Bayesian mitigation of spatial coarsening for a Hawkes model applied to gunfire, wildfire and viral contagion
Andrew J. Holbrook, Xiang Ji, Marc A. Suchard

TL;DR
This paper introduces a Bayesian approach to account for spatial coarsening in Hawkes process models, improving inference accuracy for public health data like gun violence, wildfires, and viral spread.
Contribution
It presents a novel Bayesian framework that jointly infers event locations and model parameters while explicitly modeling spatial uncertainty, with scalable computational implementation.
Findings
Bayesian modeling improves location inference accuracy.
The method handles various spatial coarsening regimes.
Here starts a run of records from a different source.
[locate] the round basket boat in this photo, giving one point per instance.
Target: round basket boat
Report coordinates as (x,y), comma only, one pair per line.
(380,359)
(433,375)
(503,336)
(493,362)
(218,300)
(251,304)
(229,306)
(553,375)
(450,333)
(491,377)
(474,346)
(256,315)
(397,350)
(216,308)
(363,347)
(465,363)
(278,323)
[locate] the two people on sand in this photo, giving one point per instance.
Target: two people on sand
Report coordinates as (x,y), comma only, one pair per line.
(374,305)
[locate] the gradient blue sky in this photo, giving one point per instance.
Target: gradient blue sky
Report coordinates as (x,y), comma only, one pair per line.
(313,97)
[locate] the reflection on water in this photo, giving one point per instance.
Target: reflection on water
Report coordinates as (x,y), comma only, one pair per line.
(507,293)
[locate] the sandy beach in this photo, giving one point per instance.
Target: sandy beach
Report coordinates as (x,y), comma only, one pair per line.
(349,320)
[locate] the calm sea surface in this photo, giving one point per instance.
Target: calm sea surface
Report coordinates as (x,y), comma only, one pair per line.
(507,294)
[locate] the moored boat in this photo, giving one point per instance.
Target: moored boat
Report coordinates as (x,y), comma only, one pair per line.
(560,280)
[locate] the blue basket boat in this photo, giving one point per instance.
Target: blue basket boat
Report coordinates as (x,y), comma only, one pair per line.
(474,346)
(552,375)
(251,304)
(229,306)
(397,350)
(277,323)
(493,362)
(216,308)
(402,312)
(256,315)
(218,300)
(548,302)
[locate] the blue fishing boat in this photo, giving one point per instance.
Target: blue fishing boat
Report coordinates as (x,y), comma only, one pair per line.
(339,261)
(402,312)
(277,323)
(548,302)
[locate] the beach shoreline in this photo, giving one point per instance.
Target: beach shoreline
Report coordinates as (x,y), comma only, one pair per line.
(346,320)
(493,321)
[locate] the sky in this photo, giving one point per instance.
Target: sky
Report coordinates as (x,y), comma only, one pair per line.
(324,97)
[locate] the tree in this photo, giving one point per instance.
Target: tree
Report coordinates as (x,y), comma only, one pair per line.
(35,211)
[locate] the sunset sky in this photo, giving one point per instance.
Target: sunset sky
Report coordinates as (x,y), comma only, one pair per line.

Scalable implementation enables analysis of thousands of events.
Abstract
Self-exciting spatiotemporal Hawkes processes have found increasing use in the study of large-scale public health threats ranging from gun violence and earthquakes to wildfires and viral contagion. Whereas many such applications feature locational uncertainty, i.e., the exact spatial positions of individual events are unknown, most Hawkes model analyses to date have ignored spatial coarsening present in the data. Three particular 21st century public health crises -- urban gun violence, rural wildfires and global viral spread -- present qualitatively and quantitatively varying uncertainty regimes that exhibit (a) different collective magnitudes of spatial coarsening, (b) uniform and mixed magnitude coarsening, (c) differently shaped uncertainty regions and -- less orthodox -- (d) locational data distributed within the `wrong' effective space. We explicitly model such uncertainties in a…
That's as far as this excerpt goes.